Plano de recuperação da Light deve ser aprovado em votação nesta quarta

Cercado de expectativas, o plano de recuperação judicial da Light irá a votação nesta quarta-feira, 29, em Assembleia Geral de Credores, e deve receber aprovação, a despeito de alguns desafios jurídicos ainda em andamento, em especial junto ao detentores de títulos emitidos no exterior (bondholders), apurou o Broadcast.
A companhia fechou acordos com representantes dos três grupos de credores – bancos, debenturistas e bondholders –, o que, na visão de executivos da companhia, deve garantir ampla aprovação do plano, com expectativa de alcançar 100% dos presentes. No entanto, os acordos junto a debenturistas e bondholders foram fechados junto a um grupo de representantes de titulares ou gestores de fundos detentores desses títulos, gerando dúvidas, portanto, sobre a real adesão à proposta por quem não esteve na mesa de negociações.

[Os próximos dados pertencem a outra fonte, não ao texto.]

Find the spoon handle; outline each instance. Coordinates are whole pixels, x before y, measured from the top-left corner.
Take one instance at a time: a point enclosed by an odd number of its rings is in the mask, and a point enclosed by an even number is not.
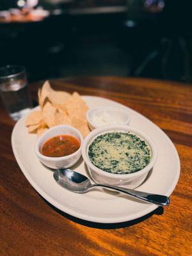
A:
[[[95,184],[93,186],[99,186],[110,189],[111,190],[115,190],[118,192],[124,193],[125,194],[129,195],[132,196],[136,197],[141,200],[147,201],[150,203],[155,204],[159,206],[168,205],[170,204],[170,198],[168,196],[162,195],[151,194],[147,192],[141,192],[137,190],[129,189],[125,188],[118,187],[116,186],[109,186],[104,184]]]

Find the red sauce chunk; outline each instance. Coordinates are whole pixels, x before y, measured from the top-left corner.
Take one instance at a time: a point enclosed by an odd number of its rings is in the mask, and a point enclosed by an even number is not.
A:
[[[41,148],[41,154],[51,157],[70,155],[80,147],[79,141],[71,135],[58,135],[47,140]]]

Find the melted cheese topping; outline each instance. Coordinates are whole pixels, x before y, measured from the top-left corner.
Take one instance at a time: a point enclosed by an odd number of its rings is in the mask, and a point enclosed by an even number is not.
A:
[[[89,146],[88,156],[104,171],[126,174],[145,167],[151,159],[151,150],[137,135],[115,131],[97,137]]]

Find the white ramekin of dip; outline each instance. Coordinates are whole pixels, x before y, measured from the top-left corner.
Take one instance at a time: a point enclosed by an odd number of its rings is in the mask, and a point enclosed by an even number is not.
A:
[[[149,163],[143,169],[134,173],[116,174],[107,172],[95,166],[88,156],[88,148],[99,136],[111,132],[129,132],[145,140],[151,150],[151,159]],[[133,189],[140,186],[146,179],[149,171],[154,167],[157,160],[157,150],[152,139],[146,134],[129,125],[114,125],[104,126],[92,131],[84,140],[82,145],[82,156],[87,165],[90,174],[97,183],[104,183],[114,186],[123,186]]]
[[[127,111],[114,107],[90,109],[86,113],[86,119],[91,130],[114,124],[128,125],[131,120]]]

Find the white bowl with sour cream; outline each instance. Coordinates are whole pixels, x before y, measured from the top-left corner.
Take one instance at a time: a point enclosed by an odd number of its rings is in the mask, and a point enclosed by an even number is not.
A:
[[[104,171],[94,165],[88,155],[89,147],[100,135],[112,132],[131,132],[136,134],[147,142],[150,149],[150,160],[143,169],[126,174],[113,173]],[[157,158],[157,150],[152,140],[146,134],[136,128],[129,125],[113,125],[104,126],[92,131],[84,140],[82,145],[82,156],[87,165],[89,173],[97,183],[104,183],[114,186],[122,186],[133,189],[143,183],[148,172],[153,168]]]
[[[128,111],[120,108],[104,107],[88,110],[86,119],[91,130],[94,130],[104,125],[128,125],[131,118]]]

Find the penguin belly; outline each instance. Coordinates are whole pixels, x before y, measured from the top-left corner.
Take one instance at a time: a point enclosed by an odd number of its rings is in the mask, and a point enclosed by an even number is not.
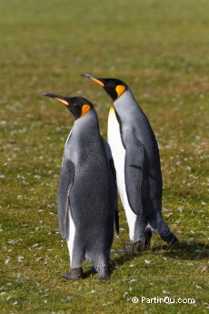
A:
[[[70,264],[72,265],[72,259],[73,259],[73,251],[74,251],[74,240],[75,240],[75,226],[74,223],[74,220],[72,218],[70,208],[68,208],[67,211],[67,248],[69,250],[70,255]]]
[[[116,170],[117,187],[129,227],[129,238],[131,241],[135,241],[134,229],[137,216],[132,211],[128,202],[124,182],[125,149],[122,142],[119,122],[116,118],[115,111],[113,106],[110,108],[108,116],[107,133],[108,143],[111,147],[114,167]]]

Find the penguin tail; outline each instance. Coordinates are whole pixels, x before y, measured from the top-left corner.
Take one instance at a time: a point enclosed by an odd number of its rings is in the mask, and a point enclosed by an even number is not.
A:
[[[119,234],[119,228],[120,228],[120,226],[119,226],[118,210],[115,210],[114,224],[115,224],[116,233]]]
[[[158,224],[157,233],[169,246],[174,246],[180,243],[179,239],[171,232],[169,227],[164,220]]]

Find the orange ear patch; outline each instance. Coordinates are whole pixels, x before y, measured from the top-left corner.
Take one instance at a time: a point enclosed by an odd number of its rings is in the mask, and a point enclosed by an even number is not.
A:
[[[104,87],[104,84],[103,82],[101,82],[99,79],[95,78],[95,77],[90,77],[91,80],[93,80],[94,82],[95,82],[96,84],[100,85],[100,86]]]
[[[60,103],[62,103],[65,106],[69,106],[68,102],[64,99],[57,98],[57,97],[55,97],[55,99],[58,100]]]
[[[117,93],[117,96],[119,97],[125,90],[125,86],[123,85],[117,85],[115,90]]]
[[[91,110],[91,106],[89,105],[83,105],[81,116],[86,115],[89,110]]]

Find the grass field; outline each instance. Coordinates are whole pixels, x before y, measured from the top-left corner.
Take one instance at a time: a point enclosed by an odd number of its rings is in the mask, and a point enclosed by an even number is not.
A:
[[[209,2],[1,0],[0,12],[0,312],[206,313]],[[106,282],[62,279],[55,197],[73,117],[42,96],[92,100],[105,137],[110,99],[84,72],[132,87],[159,143],[164,216],[182,241],[172,249],[155,235],[149,251],[113,254]],[[128,240],[121,205],[120,221],[114,249]]]

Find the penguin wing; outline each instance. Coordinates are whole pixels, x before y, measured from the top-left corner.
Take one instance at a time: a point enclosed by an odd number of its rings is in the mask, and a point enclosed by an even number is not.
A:
[[[110,168],[114,177],[114,186],[115,186],[115,214],[114,214],[114,223],[115,223],[115,229],[117,234],[119,234],[119,215],[118,215],[118,207],[117,207],[117,182],[116,182],[116,171],[114,168],[114,159],[111,158],[110,159]]]
[[[105,152],[106,152],[106,156],[107,158],[109,160],[110,163],[110,168],[111,168],[111,172],[114,177],[114,187],[115,187],[115,214],[114,214],[114,223],[115,223],[115,229],[117,234],[119,234],[119,215],[118,215],[118,207],[117,207],[117,181],[116,181],[116,171],[115,171],[115,167],[114,167],[114,159],[112,157],[112,153],[111,153],[111,149],[109,147],[109,144],[106,143],[106,141],[104,140],[104,148],[105,148]]]
[[[126,138],[124,157],[124,181],[131,209],[135,215],[143,212],[142,181],[144,148],[142,142],[135,137]]]
[[[57,193],[58,225],[59,231],[64,238],[66,237],[68,196],[74,183],[74,177],[75,164],[70,159],[66,159],[63,162]]]

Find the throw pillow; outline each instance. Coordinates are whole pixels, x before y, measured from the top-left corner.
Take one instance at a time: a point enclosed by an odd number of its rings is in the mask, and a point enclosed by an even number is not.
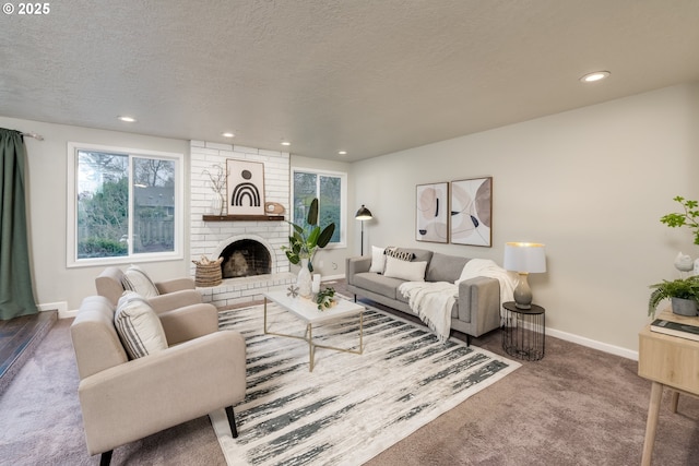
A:
[[[369,272],[382,274],[386,268],[386,250],[383,248],[371,247],[371,266]]]
[[[149,302],[134,291],[123,291],[114,326],[131,359],[167,349],[167,338],[161,319]]]
[[[121,277],[121,285],[123,289],[135,291],[144,298],[153,298],[159,295],[151,277],[138,265],[131,265],[127,268],[123,277]]]
[[[386,258],[383,275],[407,282],[425,282],[425,268],[427,268],[427,262],[401,261],[389,255]]]
[[[415,259],[415,254],[410,251],[404,251],[401,248],[388,247],[386,248],[386,255],[400,259],[401,261],[412,261]]]

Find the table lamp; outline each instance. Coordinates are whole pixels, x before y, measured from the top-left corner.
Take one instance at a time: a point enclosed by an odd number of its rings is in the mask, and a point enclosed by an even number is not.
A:
[[[518,309],[532,309],[532,289],[529,287],[528,276],[546,272],[544,244],[537,242],[505,243],[503,266],[520,275],[514,288],[514,306]]]
[[[360,255],[364,255],[364,222],[370,220],[374,218],[371,215],[371,211],[362,204],[362,207],[357,211],[357,214],[354,216],[357,220],[362,222],[362,252]]]

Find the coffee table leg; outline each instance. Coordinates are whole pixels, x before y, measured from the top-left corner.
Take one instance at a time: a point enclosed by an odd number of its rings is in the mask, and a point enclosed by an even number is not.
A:
[[[306,326],[306,334],[308,335],[308,372],[313,371],[313,359],[316,358],[313,348],[313,327],[311,324]]]
[[[359,312],[359,354],[364,353],[364,312]]]

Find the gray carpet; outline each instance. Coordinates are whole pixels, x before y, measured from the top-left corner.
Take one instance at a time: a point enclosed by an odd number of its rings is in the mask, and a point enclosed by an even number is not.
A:
[[[0,398],[0,464],[90,465],[69,334],[59,321]],[[502,354],[494,332],[474,344]],[[650,382],[637,363],[548,337],[546,356],[472,396],[367,463],[638,465]],[[653,464],[699,464],[699,401],[661,409]],[[208,417],[116,449],[114,465],[224,465]]]

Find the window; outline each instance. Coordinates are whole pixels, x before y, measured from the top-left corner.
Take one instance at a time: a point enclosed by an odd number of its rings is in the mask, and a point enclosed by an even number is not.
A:
[[[181,154],[69,143],[68,265],[182,256]]]
[[[313,198],[318,198],[318,222],[321,228],[335,223],[335,232],[328,244],[331,247],[346,246],[346,192],[347,175],[340,172],[319,171],[307,168],[294,168],[292,187],[293,223],[306,226],[308,206]]]

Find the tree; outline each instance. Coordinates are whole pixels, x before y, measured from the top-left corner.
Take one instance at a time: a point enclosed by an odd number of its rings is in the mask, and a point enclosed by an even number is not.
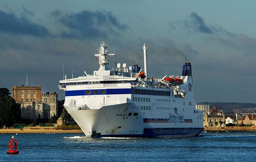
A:
[[[58,118],[55,114],[51,118],[49,119],[49,123],[56,123],[57,122]]]
[[[9,95],[8,89],[0,88],[0,128],[12,126],[21,118],[21,105]]]
[[[76,123],[66,109],[64,108],[61,113],[61,117],[63,119],[64,124],[66,125],[76,125]]]
[[[214,123],[214,124],[215,125],[215,126],[217,126],[218,125],[218,122],[215,122]]]

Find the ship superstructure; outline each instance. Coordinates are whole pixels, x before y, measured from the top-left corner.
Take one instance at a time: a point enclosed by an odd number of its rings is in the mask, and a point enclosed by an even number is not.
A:
[[[191,137],[203,129],[202,112],[196,110],[190,63],[182,76],[149,78],[147,48],[142,46],[144,72],[126,64],[109,69],[107,44],[101,42],[100,68],[84,76],[60,81],[64,106],[87,136]]]

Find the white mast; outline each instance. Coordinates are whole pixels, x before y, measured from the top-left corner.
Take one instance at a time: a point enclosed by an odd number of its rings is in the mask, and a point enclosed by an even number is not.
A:
[[[114,56],[115,53],[108,54],[108,50],[106,50],[108,47],[107,44],[105,43],[104,41],[101,41],[100,47],[98,49],[98,53],[94,56],[99,58],[99,71],[108,70],[107,61],[109,59],[109,56]]]
[[[142,47],[142,49],[143,49],[143,53],[144,53],[144,71],[146,73],[146,76],[148,76],[147,69],[147,47],[146,46],[146,44],[144,43]]]

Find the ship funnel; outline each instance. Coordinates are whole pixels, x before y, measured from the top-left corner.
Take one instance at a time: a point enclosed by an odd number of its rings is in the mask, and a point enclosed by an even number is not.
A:
[[[190,62],[186,62],[182,68],[183,76],[192,76],[192,66]]]
[[[148,76],[147,73],[147,47],[146,46],[146,44],[144,44],[142,47],[142,49],[143,49],[143,53],[144,54],[144,71],[146,73],[146,76]]]

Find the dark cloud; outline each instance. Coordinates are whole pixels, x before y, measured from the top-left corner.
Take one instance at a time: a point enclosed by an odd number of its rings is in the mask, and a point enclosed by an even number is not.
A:
[[[204,20],[201,17],[199,16],[195,12],[192,12],[190,14],[190,17],[192,19],[190,25],[195,31],[204,33],[208,34],[212,34],[213,31],[210,29],[210,28],[206,25],[204,22]]]
[[[218,25],[207,24],[204,19],[194,12],[192,12],[187,19],[170,22],[169,25],[169,27],[173,30],[186,29],[190,32],[210,35],[224,34],[231,37],[236,35],[234,33],[228,32]]]
[[[51,15],[57,23],[67,28],[68,30],[62,31],[61,34],[66,38],[106,38],[129,29],[128,25],[120,22],[110,12],[84,10],[78,12],[63,13],[56,9]]]
[[[187,56],[194,56],[198,55],[198,52],[193,49],[191,45],[185,44],[182,45],[182,51]]]
[[[24,6],[22,6],[22,14],[24,15],[28,15],[31,16],[34,16],[34,12],[32,11],[28,10],[26,9]]]
[[[13,13],[0,10],[0,31],[14,34],[44,37],[49,35],[47,30],[25,16],[17,17]]]

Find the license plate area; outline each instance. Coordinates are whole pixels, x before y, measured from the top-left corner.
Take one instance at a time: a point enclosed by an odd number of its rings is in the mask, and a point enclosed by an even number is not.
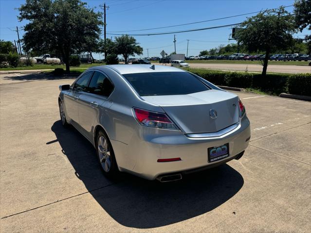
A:
[[[229,143],[207,149],[207,158],[209,163],[218,161],[229,157]]]

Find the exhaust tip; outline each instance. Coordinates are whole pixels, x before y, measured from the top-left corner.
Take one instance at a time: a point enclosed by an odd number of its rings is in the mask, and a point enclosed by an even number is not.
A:
[[[243,150],[239,154],[238,154],[238,155],[237,155],[237,157],[235,158],[235,159],[236,159],[237,160],[238,160],[239,159],[240,159],[244,154],[244,151],[245,150]]]
[[[160,182],[170,182],[171,181],[179,181],[182,179],[183,179],[182,174],[179,173],[174,174],[174,175],[159,176],[157,178],[157,180]]]

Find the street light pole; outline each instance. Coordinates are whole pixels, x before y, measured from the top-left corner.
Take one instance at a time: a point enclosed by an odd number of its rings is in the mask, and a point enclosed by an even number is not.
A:
[[[174,46],[175,47],[175,53],[176,54],[176,39],[175,38],[175,35],[174,35]]]
[[[187,57],[188,57],[188,46],[189,45],[189,41],[190,40],[187,40]]]

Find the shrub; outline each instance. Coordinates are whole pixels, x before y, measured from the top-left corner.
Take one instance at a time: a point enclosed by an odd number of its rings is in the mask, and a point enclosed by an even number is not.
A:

A assembleia de credores, inicialmente marcada para 25 de abril, foi suspensa justamente a pedido dos credores, para dar mais tempo para avaliação do plano, que fora arquivado em nova versão três dias antes, ajustando os termos às condições acordadas com bancos e debenturistas. No último dia 09, a empresa conseguiu a aprovação de um acordo preliminar também com bondholders, representantes de 41,13% desses títulos, nos mesmos termos comerciais já alinhados com outros credores, mas com itens voltados aos títulos estrangeiros, como taxas de conversão do câmbio, foro e outros aspectos jurídicos…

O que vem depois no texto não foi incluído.